Today’s FT has an article about the inability of today’s older marketers to ‘get’ the use of social media. Sorry, this article might be on subscription only.
The outgoing marketing chief of Unilever has warned of a “lost generation” of brand managers who do not understand the web and social networks.
In his final interview before retiring, Simon Clift said he believed public relations agencies were best placed to profit from the rise of Facebook and Twitter, as traditional advertising agencies struggle to adapt to the digital world.
Mr Cliff’s basic premise is that: “If you are 25 or 20, you know this stuff – you are brought up with Facebook and YouTube - if you are 50 see your kids do it - most of our brands are managed by people who have had to learn it.”
So you get the basis of the argument; the young have digital welded into their DNA, the 50-plus observe its use and the age group in the middle learn, but do not instinctively use it.”
To help out Unilever has encouraged its staff to use sites such as Twitter and acebook themselves, to understand them better and help them “live the space”.
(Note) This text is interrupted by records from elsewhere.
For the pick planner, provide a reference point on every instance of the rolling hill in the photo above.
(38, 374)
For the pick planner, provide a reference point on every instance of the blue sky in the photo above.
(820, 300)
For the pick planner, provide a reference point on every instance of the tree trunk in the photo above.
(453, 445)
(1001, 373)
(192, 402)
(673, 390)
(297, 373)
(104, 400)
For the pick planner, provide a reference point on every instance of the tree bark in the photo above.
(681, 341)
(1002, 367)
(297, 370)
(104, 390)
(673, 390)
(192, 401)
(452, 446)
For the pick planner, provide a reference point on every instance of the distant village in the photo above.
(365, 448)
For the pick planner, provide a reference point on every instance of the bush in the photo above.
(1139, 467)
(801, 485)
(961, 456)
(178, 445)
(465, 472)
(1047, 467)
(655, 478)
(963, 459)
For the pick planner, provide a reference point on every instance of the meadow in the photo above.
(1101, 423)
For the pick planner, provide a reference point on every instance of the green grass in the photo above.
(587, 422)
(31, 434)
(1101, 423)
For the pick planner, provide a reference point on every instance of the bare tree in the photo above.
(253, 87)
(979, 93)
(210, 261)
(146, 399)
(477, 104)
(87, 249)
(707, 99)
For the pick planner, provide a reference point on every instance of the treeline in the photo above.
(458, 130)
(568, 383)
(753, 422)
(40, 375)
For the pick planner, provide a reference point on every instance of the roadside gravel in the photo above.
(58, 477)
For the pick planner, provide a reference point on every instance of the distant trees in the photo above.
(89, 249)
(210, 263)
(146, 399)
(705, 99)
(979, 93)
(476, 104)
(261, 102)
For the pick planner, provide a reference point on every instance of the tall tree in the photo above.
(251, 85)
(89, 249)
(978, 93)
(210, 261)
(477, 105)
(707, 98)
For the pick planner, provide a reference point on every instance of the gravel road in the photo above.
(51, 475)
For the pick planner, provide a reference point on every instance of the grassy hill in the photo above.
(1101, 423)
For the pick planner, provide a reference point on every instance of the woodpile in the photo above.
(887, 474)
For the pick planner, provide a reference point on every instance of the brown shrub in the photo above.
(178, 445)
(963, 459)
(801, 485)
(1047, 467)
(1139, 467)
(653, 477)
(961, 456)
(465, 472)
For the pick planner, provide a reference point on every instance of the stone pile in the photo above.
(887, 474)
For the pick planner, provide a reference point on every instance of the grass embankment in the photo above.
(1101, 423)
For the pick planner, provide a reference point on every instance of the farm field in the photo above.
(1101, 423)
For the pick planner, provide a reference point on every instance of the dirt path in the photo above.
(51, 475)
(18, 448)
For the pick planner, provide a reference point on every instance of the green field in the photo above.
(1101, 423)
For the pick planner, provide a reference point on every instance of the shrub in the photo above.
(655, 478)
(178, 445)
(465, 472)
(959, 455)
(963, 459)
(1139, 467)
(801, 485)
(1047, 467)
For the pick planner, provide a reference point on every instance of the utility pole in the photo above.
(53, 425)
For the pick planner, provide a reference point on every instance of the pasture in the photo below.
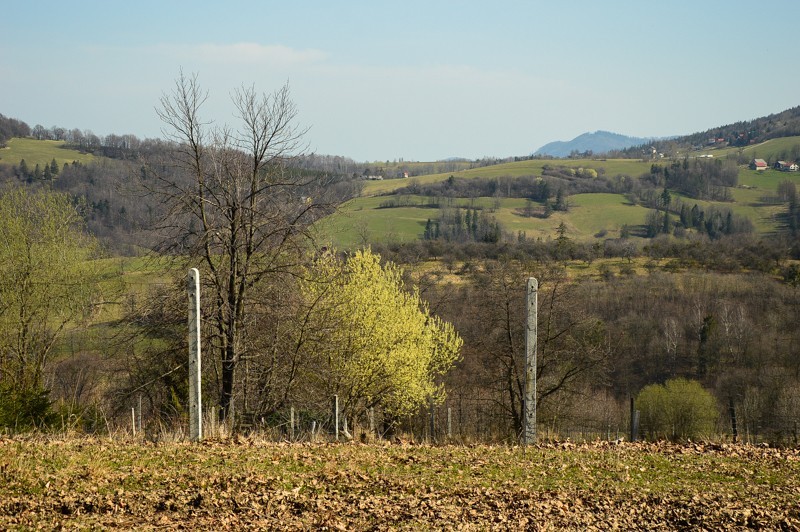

Mr Clift said: “The people who have most needed it are the people aged between 30 and 45, running global brands because they grew up after it and haven’t seen their kids doing it”.
I assume that Mr Clift’s arguments are a tad more sophisticated than represented in this article since he is portrayed as talking in terms of simplistic stereotypes. He is falling into the trap of purely associating digital knowledge and use with age.
Here is something for him to consider during his retirement years. If he is right then the same argument dictates that as a huge chunk of Unilever’s products are purchased by the 50-plus the company should have a few more 50-plus brand managers to “live the space”?